Whole food diet helps woman lose 50 pounds
Posted August 15, 2013
The problem with diets is that they begin and end. Then, in many cases, the weight comes back. That's why nutritionists preach lifestyle changes that last a lifetime.
Michelle Brown adopted a "whole foods" approach to escape the diet cycle.
Brown said a love of food, and a love of cooking, were a weakness. "I grew up in the South where you fried everything and there was a gravy with everything," she said.
She tried many diets, including diet shakes.
"I'd lose a little bit of weight and when I stopped doing the shakes, I would gain the weight back," Brown said.
Then she came to a bariatric physician Dr. Deirdre Batch for help.
Batch recommends a "whole food" approach to eating.
"What I really do is help people develop a relationship with food," she said.
Brown described it in non-scientific terms. "If you can't tell what it is by looking at it, don't eat it," she said.
Brown sticks to lean beef or poultry that is unprocessed. She keeps her portions small by buying them that way.
"You could buy one chicken breast as opposed to a whole pack," she said.
Batch also has a warning about ingredient labels, and Brown has taken it to heart.
"If you can't pronounce it, I really don't want to eat it. Does that sound like Dr. Batch," Brown laughed.
Brown stays away from processed and canned foods. She spends most of her time in the produce aisle and loads up at the salad bar.
By shopping and eating this way, including plenty of water and regular exercise, she's 50 pounds lighter.

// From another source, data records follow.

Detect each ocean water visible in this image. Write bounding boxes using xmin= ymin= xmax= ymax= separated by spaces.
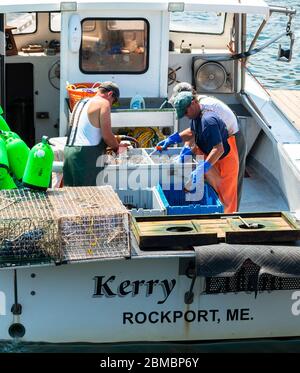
xmin=247 ymin=0 xmax=300 ymax=90
xmin=0 ymin=0 xmax=300 ymax=353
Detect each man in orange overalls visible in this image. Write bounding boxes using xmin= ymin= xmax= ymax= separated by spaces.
xmin=158 ymin=92 xmax=239 ymax=213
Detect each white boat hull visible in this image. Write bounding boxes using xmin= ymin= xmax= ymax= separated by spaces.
xmin=0 ymin=257 xmax=300 ymax=343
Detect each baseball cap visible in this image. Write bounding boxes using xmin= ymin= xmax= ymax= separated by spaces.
xmin=99 ymin=82 xmax=120 ymax=101
xmin=169 ymin=82 xmax=193 ymax=105
xmin=173 ymin=92 xmax=194 ymax=119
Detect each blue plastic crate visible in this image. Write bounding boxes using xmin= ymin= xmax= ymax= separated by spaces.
xmin=157 ymin=184 xmax=224 ymax=215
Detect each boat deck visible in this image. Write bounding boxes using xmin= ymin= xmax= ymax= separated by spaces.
xmin=239 ymin=168 xmax=289 ymax=212
xmin=268 ymin=89 xmax=300 ymax=131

"It's been over a year," she said, "but it took a while to get it on, so it takes a while to get it off. It's not something that you can do fast."
WRAL's Dr. Allen Mask shared these tips to get the best value when buying organic foods, which can be more expensive:
- Organic food is good because it's not complicated by pesticides, chemicals or preservatives.
- Dr. Batch suggests using a good source of locally grown vegetables or poultry. Those are likely fresher.
- If you can't get fresh, don't turn to canned vegetables that contain preservatives. Buy frozen vegetables.
- If you plan to eat out, make the healthiest choice available. You can still eat all the foods you love most, but Dr. Batch suggests finding ways to make them healthier. Instead of fried, choose grilled or baked.